When humans translate a given text, they focus on translating small chunks of text, or phrases, one after the other and then link them together to form a complete translation of the source text. Choosing the most appropriate translation of a given phrase is based on the meaning of the phrase itself and the meaning of one or more of the immediately preceding phrases, as well as the context. But the specifics of the target language also need to be considered in order for a translation to be both adequate and fluent.
Current machine translation (MT) tools have been tackling the problem using a similar approach. Phrase-based statistical machine translation (SMT) — the most commonly used MT paradigm — uses tables of tuples of a source phrase and its translation. Each tuple is, furthermore, associated with a probability that indicates likelihood of a specific translation for the given source phrase. Given a large enough set of sentences from the source language together with their translation in the target language, it is relatively easy to build a phrase table that can then be used for translation. Only a phrase table, though, is not enough. Due to the fact that source and target languages are usually quite different with respect to sentence (or text) construction, it is required that the phrase table is built to reflect the target language specifics. For example, a word-reordering model is used to determine a word order of the translation that will mirror as closely as possible the meaning of the source. Another challenge is subject-verb agreement — determining the correct verb forms with respect to the subject in a sentence. For these and many other issues, e.g. system expansion, system evaluation, tuning and so on, numerous solutions have been proposed in the recent years of research and development of MT. In addition, due to the recent globalization tendencies and the drastic expansion of the world wide web, bilingual data for major language pairs can be found to build quite elaborate SMT systems.

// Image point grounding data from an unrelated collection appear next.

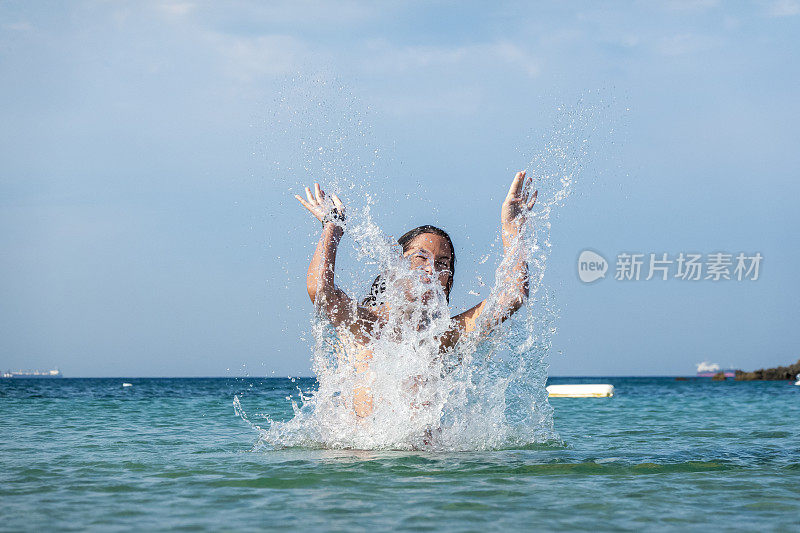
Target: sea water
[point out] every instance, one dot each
(488, 392)
(88, 454)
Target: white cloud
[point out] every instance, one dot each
(784, 8)
(684, 44)
(386, 57)
(248, 58)
(175, 9)
(691, 5)
(18, 26)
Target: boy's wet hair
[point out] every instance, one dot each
(379, 285)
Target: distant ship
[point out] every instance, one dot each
(709, 370)
(32, 374)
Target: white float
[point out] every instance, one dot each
(581, 391)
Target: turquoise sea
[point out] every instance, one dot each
(88, 454)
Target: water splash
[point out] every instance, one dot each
(486, 393)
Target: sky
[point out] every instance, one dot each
(148, 163)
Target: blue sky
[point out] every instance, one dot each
(146, 229)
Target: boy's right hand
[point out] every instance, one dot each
(321, 205)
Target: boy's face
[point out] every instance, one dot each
(431, 254)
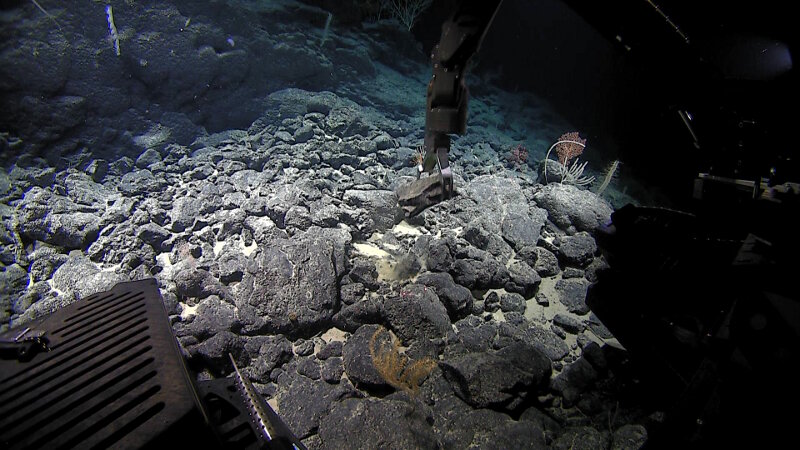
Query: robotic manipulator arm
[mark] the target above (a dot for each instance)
(447, 97)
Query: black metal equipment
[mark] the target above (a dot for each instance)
(106, 372)
(711, 320)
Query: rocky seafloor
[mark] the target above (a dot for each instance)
(283, 245)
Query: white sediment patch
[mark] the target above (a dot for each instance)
(334, 334)
(370, 250)
(248, 249)
(403, 229)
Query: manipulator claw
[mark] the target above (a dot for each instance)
(437, 148)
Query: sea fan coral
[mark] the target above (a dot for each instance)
(570, 145)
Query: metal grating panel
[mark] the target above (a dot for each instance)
(113, 368)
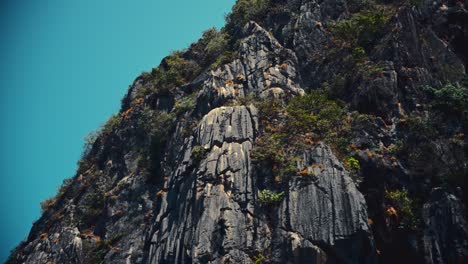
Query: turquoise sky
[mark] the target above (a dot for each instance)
(64, 66)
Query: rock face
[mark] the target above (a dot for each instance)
(172, 177)
(445, 234)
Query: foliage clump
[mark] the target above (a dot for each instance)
(352, 164)
(290, 129)
(360, 32)
(244, 11)
(270, 197)
(314, 112)
(405, 207)
(174, 71)
(450, 98)
(198, 154)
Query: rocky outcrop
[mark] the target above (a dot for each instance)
(445, 234)
(171, 178)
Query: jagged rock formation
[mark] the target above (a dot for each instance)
(177, 176)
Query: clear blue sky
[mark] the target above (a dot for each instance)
(64, 66)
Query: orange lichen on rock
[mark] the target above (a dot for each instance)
(303, 172)
(127, 113)
(391, 212)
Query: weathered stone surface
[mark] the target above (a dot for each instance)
(192, 197)
(445, 235)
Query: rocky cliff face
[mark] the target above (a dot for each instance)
(303, 132)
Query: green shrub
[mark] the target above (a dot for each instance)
(244, 11)
(198, 154)
(450, 98)
(405, 207)
(111, 124)
(314, 112)
(362, 30)
(216, 43)
(270, 197)
(352, 164)
(185, 104)
(174, 71)
(259, 259)
(46, 204)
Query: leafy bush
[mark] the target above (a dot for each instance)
(270, 197)
(111, 124)
(352, 164)
(215, 43)
(362, 30)
(198, 154)
(174, 71)
(314, 112)
(244, 11)
(405, 207)
(185, 104)
(46, 204)
(259, 259)
(450, 98)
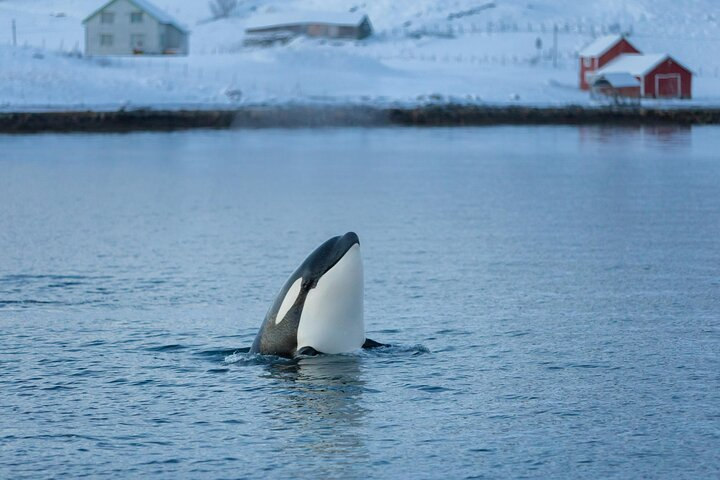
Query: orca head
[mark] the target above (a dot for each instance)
(328, 288)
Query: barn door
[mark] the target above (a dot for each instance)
(668, 86)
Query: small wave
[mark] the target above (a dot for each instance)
(167, 348)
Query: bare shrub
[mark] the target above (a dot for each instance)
(222, 8)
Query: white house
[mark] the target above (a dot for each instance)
(133, 27)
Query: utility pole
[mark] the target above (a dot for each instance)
(555, 29)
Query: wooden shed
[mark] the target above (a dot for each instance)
(133, 27)
(620, 88)
(311, 24)
(660, 75)
(599, 53)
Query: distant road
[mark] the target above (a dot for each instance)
(300, 116)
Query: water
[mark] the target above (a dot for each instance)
(552, 295)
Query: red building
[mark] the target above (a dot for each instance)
(601, 52)
(660, 75)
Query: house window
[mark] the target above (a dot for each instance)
(137, 41)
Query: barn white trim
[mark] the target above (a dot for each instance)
(660, 76)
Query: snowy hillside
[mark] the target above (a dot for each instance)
(462, 50)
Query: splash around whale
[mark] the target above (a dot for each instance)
(320, 307)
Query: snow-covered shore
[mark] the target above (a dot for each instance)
(422, 52)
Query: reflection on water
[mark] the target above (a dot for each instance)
(645, 136)
(565, 279)
(320, 408)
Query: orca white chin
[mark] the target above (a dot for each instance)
(332, 318)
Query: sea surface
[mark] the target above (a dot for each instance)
(551, 294)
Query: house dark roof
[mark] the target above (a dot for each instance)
(144, 5)
(303, 18)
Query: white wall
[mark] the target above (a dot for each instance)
(122, 31)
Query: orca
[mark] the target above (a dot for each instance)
(319, 310)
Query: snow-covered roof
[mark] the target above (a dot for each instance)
(304, 17)
(617, 80)
(634, 64)
(144, 5)
(600, 45)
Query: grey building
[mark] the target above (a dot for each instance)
(311, 24)
(133, 27)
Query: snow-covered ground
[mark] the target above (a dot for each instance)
(422, 50)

Despite the advances in current SMT systems, their translation quality cannot be compared to human translation, and human post processing is often required. Humans use their knowledge about source and target languages, their experience, their intuition. Humans possess the necessary intellectual plasticity in order to produce a translation of high quality. We adapt translations to suit the required style, to be coherent with the particular domain and to be accessible to the intended audience.
But SMT is fast. While humans translate on average 1,000 to 4,000 words per day, a machine can translate 4,000 words in a minute. Furthermore, building an SMT system can take between a couple of hours to a couple of days. For humans, learning a foreign language is a hard task that involves memorization of vocabulary and associating the foreign vocabulary with already known words, phrases or concepts; understanding of grammar rules and exceptions; and adoption of style and communication peculiarities. Moreover, it becomes even harder to learn languages that differ significantly from the base language — the mother tongue.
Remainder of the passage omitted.